Decimo Giunio Giovenale
Chi era: poeta satirico
Nato a: Aquino tra il 50 e il 65 d.C.
della biografia di Giovenale si ignora quasi tutto: ciò che è possibile ricostruire non può che reggere su ipotesi, le quali del resto si possono dedurre dalla sua stessa opera (a meno che non si tratti, nei brani dove si pensa di cogliere un'allusione, di semplici finzioni letterarie). Così, adottato da un ricco liberto, Giovenale fu probabilmente soldato e poi maestro di scuola, prima di redigere, a Roma e già in età avanzata (forse quarantenne), le 16 "Satire" che compongono la sua opera. Forse esercitò l’avvocatura, ma probabilmente con scarso successo. Non mostra amare, invece, la filosofia.
Il poeta visse nella disagiata condizione di "cliens", come il suo amico Marziale (ha contatti anche con Stazio e Quintiliano): ma forse questa condizione non si identifica necessariamente con uno stato di vera indigenza; ma poco importa se lo status sociale del nostro “ciociaro” sia quello di figlio di un ricco liberto o di un cliens legato ad un ricco patrono, le sue Satire rimangono comunque un documento attuale di critica di un provinciale al "sistema" di governo. Giovenale conobbe anche rovesci di carriera, o per lo meno si creò delle inimicizie (forse proprio a causa delle allusioni più o meno esplicite contenute nella sua opera): per questo motivo, a 80 anni, sarebbe stato fatto governatore dell'Egitto dall'imperatore Adriano (in realtà, si sarebbe trattato di un esilio).

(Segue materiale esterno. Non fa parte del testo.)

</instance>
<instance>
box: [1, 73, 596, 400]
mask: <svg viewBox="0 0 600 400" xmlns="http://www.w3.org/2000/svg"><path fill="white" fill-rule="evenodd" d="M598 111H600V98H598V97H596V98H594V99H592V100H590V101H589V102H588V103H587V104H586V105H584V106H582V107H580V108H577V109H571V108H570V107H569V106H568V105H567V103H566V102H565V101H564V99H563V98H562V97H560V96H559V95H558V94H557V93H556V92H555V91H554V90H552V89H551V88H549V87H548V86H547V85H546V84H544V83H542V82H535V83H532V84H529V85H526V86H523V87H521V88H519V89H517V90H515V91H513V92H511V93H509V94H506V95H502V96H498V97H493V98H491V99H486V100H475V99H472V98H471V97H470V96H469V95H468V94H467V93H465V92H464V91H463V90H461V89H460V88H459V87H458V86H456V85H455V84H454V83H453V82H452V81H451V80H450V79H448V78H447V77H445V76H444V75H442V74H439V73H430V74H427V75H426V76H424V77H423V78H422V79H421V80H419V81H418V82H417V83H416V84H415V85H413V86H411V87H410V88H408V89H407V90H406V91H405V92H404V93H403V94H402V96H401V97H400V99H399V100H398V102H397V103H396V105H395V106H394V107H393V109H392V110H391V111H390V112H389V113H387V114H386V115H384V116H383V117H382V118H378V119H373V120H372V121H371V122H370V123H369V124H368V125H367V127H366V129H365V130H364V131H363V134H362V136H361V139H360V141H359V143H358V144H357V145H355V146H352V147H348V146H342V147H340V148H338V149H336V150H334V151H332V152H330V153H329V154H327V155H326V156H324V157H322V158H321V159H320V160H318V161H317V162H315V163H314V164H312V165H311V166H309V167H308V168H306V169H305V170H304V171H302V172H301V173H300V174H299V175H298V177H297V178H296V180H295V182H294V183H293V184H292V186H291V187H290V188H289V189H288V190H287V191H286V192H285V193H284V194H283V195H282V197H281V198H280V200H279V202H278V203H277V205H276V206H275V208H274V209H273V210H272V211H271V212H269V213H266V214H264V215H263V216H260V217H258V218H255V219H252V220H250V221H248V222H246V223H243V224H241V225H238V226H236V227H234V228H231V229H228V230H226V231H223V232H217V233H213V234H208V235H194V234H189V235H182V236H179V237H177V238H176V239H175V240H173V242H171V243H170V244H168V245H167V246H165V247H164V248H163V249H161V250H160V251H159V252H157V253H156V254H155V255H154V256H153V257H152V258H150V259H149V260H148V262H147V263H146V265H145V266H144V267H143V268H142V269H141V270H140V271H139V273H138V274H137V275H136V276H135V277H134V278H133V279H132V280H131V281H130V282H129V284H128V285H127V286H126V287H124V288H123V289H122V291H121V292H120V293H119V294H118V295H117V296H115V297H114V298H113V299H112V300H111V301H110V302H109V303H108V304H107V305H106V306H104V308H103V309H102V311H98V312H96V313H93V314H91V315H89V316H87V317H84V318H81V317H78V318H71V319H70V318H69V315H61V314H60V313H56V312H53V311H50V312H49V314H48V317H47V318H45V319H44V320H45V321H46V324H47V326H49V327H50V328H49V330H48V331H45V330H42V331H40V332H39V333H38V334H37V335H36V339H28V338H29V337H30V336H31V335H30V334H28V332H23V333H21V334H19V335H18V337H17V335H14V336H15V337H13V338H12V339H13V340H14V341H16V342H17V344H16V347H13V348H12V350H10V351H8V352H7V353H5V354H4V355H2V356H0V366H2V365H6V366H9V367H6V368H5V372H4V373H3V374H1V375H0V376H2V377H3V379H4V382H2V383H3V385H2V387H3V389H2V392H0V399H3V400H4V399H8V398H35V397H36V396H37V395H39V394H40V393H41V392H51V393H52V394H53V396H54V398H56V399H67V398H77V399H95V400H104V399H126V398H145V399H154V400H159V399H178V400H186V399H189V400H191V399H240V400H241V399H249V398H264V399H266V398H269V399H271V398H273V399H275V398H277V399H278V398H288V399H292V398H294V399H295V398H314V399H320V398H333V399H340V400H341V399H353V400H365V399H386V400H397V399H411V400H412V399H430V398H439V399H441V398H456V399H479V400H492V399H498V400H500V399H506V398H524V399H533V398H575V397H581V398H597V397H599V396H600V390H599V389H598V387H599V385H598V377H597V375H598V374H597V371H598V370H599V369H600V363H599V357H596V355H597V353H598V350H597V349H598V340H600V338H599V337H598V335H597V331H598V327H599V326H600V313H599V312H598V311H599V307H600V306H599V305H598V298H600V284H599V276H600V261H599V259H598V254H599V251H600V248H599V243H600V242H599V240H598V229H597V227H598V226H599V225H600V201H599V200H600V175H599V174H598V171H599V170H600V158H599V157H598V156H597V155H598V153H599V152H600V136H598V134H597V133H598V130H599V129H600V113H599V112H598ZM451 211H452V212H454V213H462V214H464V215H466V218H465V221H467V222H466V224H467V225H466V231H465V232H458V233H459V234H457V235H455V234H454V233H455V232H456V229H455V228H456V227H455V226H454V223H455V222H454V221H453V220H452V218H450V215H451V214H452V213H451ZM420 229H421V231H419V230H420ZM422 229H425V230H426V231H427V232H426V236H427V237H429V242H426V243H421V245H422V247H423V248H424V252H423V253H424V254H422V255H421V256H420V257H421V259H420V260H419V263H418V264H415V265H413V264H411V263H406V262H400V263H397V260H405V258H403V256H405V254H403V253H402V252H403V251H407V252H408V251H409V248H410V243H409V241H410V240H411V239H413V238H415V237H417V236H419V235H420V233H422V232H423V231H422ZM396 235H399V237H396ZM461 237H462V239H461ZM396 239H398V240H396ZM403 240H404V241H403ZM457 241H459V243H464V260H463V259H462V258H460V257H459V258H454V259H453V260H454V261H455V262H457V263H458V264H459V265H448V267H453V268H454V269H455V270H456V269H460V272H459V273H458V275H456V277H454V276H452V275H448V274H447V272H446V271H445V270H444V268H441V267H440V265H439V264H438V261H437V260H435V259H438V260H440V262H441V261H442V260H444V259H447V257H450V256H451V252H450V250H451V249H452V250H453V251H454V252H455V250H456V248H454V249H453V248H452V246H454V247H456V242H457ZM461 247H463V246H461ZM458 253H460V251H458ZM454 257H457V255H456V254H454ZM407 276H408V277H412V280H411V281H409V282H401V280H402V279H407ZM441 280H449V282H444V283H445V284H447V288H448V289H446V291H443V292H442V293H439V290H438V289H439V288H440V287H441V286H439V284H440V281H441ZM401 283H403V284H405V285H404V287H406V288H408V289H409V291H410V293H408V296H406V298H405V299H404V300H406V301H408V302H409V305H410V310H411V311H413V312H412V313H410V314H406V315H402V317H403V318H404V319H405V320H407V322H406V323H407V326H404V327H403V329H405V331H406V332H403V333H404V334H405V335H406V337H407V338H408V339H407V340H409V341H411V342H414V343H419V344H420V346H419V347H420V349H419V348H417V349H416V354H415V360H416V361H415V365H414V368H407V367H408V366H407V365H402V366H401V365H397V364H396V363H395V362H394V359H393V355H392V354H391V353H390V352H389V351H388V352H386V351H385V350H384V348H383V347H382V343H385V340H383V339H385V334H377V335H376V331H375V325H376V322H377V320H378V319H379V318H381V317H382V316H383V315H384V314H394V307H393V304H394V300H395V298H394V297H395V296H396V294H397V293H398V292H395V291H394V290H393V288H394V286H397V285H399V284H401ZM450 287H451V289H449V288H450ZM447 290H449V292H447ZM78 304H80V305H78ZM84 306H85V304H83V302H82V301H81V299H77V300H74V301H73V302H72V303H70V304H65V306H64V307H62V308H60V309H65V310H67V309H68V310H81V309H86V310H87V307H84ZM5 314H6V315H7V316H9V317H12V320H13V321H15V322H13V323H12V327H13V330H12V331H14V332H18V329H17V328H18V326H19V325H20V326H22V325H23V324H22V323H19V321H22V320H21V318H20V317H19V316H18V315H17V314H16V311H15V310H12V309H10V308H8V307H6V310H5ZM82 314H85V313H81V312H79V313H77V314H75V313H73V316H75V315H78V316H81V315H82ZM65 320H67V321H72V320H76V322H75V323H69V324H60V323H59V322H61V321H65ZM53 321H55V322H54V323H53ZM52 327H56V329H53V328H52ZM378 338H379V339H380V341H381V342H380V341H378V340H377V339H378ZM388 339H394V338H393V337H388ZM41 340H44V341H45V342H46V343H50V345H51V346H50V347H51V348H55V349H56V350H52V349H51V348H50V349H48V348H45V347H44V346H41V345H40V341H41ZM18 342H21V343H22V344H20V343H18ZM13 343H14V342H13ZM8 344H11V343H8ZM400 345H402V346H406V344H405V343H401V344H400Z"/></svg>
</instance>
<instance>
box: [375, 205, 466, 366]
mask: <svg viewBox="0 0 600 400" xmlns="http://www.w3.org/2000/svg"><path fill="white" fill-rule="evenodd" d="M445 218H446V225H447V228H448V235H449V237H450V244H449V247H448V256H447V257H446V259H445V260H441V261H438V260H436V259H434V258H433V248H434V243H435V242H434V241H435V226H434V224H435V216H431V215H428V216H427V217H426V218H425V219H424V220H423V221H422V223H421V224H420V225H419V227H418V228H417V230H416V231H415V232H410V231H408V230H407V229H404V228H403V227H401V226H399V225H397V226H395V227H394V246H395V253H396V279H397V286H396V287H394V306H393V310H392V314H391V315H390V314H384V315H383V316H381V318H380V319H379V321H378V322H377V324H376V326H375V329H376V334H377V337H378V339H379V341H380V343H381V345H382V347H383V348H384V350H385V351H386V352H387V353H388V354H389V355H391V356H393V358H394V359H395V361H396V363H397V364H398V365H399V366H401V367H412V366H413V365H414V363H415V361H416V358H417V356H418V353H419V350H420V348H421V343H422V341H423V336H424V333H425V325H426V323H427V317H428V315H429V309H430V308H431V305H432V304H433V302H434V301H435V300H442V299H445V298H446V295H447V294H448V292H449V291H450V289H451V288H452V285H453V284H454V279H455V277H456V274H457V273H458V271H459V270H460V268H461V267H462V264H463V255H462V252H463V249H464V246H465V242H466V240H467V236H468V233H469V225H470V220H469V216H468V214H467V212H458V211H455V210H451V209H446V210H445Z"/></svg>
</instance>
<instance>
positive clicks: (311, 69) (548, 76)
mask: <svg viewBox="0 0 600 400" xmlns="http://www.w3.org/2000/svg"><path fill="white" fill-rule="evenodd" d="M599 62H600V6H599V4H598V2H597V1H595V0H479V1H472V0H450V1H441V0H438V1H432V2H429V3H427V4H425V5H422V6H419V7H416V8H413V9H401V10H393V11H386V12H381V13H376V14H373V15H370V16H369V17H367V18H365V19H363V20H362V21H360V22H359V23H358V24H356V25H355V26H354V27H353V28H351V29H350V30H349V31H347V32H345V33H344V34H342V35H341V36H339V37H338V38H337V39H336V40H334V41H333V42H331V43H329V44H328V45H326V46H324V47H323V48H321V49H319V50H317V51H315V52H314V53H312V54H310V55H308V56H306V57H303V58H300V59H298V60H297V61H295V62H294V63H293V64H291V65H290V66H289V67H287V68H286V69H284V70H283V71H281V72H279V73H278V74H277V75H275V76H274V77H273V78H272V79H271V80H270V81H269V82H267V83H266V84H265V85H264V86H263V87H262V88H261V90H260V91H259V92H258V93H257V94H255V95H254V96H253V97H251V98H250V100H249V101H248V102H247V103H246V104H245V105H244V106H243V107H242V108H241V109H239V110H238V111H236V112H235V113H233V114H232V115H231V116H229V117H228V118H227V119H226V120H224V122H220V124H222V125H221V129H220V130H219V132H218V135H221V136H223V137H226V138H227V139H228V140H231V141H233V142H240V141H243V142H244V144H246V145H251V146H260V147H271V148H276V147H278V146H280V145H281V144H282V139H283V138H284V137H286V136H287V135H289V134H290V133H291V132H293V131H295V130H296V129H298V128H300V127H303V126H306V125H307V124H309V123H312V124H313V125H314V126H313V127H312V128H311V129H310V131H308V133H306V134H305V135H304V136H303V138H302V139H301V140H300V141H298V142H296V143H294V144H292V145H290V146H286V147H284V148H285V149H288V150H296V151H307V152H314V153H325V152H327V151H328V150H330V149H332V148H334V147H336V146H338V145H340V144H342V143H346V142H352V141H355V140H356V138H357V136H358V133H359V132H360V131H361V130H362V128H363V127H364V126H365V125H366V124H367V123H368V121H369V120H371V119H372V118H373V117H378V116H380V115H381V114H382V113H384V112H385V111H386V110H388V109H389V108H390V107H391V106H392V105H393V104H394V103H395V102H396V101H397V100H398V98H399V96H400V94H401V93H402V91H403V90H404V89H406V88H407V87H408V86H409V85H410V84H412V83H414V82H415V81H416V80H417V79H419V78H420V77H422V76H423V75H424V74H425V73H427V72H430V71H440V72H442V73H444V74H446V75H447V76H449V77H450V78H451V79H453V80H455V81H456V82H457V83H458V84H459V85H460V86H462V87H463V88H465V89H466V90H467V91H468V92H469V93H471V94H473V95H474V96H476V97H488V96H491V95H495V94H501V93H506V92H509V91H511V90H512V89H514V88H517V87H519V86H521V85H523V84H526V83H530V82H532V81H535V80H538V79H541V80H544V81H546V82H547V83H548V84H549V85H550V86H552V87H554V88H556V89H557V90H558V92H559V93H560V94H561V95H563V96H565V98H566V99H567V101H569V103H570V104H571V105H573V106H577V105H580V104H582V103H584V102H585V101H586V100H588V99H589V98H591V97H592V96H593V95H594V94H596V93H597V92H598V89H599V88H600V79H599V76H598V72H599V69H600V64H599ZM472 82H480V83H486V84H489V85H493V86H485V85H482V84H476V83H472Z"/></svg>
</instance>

E lì sarebbe morto, di sicuro dopo il 127 (ultimo accenno cronologico rinvenibile nelle sue satire). Come già detto Giovenale scrisse le “Satire” (vers.lat) (100-127 d.C.?), in esametri, in numero di 16 (l’ultima è incompleta) e per un totale di 3870 versi ca., pubblicate, forse da lui stesso, in 5 libri, che uscirono dopo la morte di Domiziano, quando cioè il clima politico lo permise; le satire sono disposte nella raccolta in ordine cronologico: 5 nel I libro, 1 nel II, 3 nel III e nel IV, 4 nel V. Infine, di Giovenale ci piace ricordare almeno tre massime celeberrim, passate oramai nel comune odierno buon senso, che vanno dalle amare “quis custodiet ipsos custodes?” e “panem et circenses” all’ottimistica “mens sana in corpore sano”.